C'est un petit ouvrage volontairement décousu, à la fois savant et frivole. Dans leur Vestiaire de la littérature, deux professeurs de littérature française, Denis Reynaud et Martine Boyer-Weinmann, se sont penchés sur la garde-robe littéraire des plus grands écrivains français.

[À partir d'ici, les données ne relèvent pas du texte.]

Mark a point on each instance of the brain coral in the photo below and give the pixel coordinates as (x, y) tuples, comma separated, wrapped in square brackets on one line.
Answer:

Une promenade qui permet de prendre la mesure de l'importance du vêtement dans la littérature mais aussi dans la société, qu'il soit instrument de contrôle du corps, marqueur social, symbole subversif ou encore outil de revendications politiques. 

Propos recueillis par Marina Bellot

RetroNews : Comment vous est venue l'idée de ce livre ?  

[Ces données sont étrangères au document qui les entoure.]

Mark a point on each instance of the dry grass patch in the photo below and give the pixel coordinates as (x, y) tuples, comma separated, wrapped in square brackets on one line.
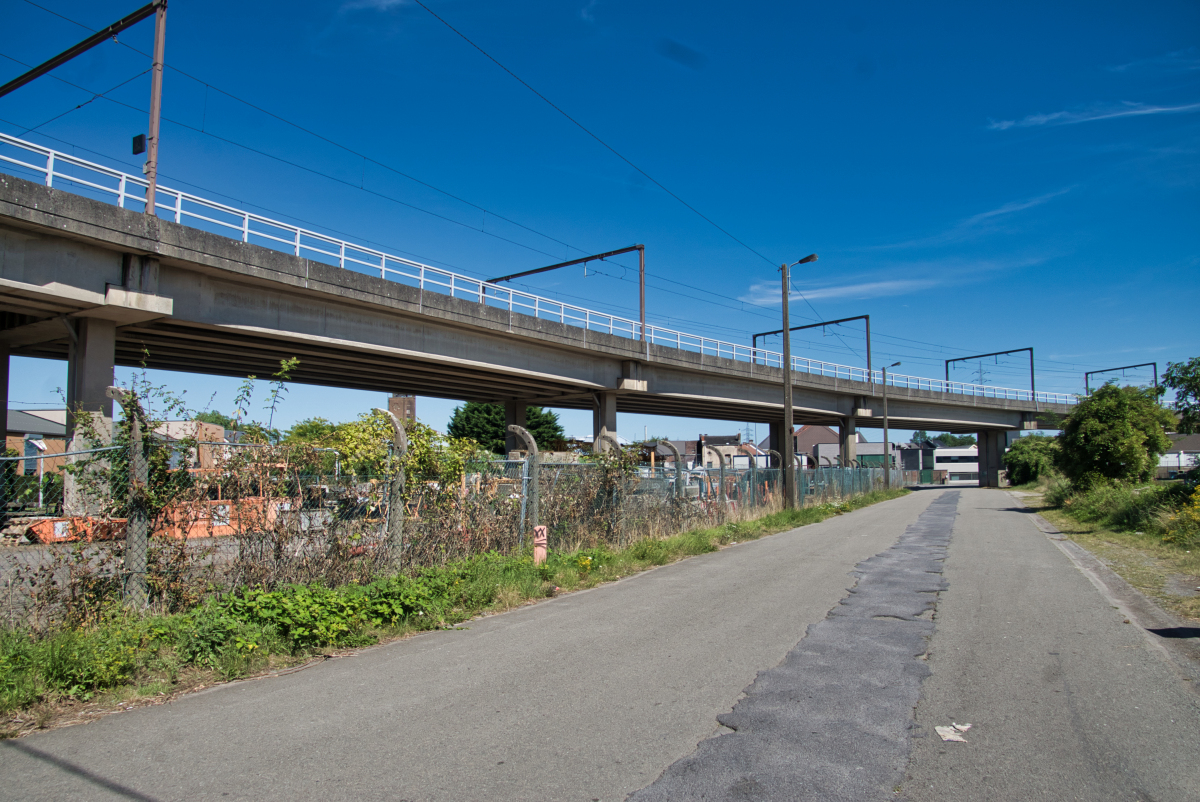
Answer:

Martine Boyer-Weinmann : Le point de départ a été un séminaire que nous avons effectué à deux, en 2017, devant un public universitaire large, autour de la littérature et du vêtement dans une perspective transéculaire et à la croisée de plusieurs disciplines.

Devant le succès de ce séminaire et l’intérêt qu’offre cet objet, est venue la question : pourquoi ne pas le transformer en un ouvrage – sachant que le champ est déjà très travaillé, que ce soit du côté de l’histoire (Georges Vigarello et la silhouette corporelle, Michel Pastoureau et le rôle des couleurs, Nicole Pellegrin pour les vêtements de l’Ancien Régime…), de l’ethnologie, de l’anthropologie (les fashion studies en plein essor depuis les années 2000 dans les pays anglo-saxons) ou encore de la sémiologie (le fameux Système de la mode de Barthes)… La revue universitaire Modes pratiques (revue d’histoire du vêtement et de la mode) en est le symptôme, à laquelle nous allons être prochainement associés pour un numéro sur les affects.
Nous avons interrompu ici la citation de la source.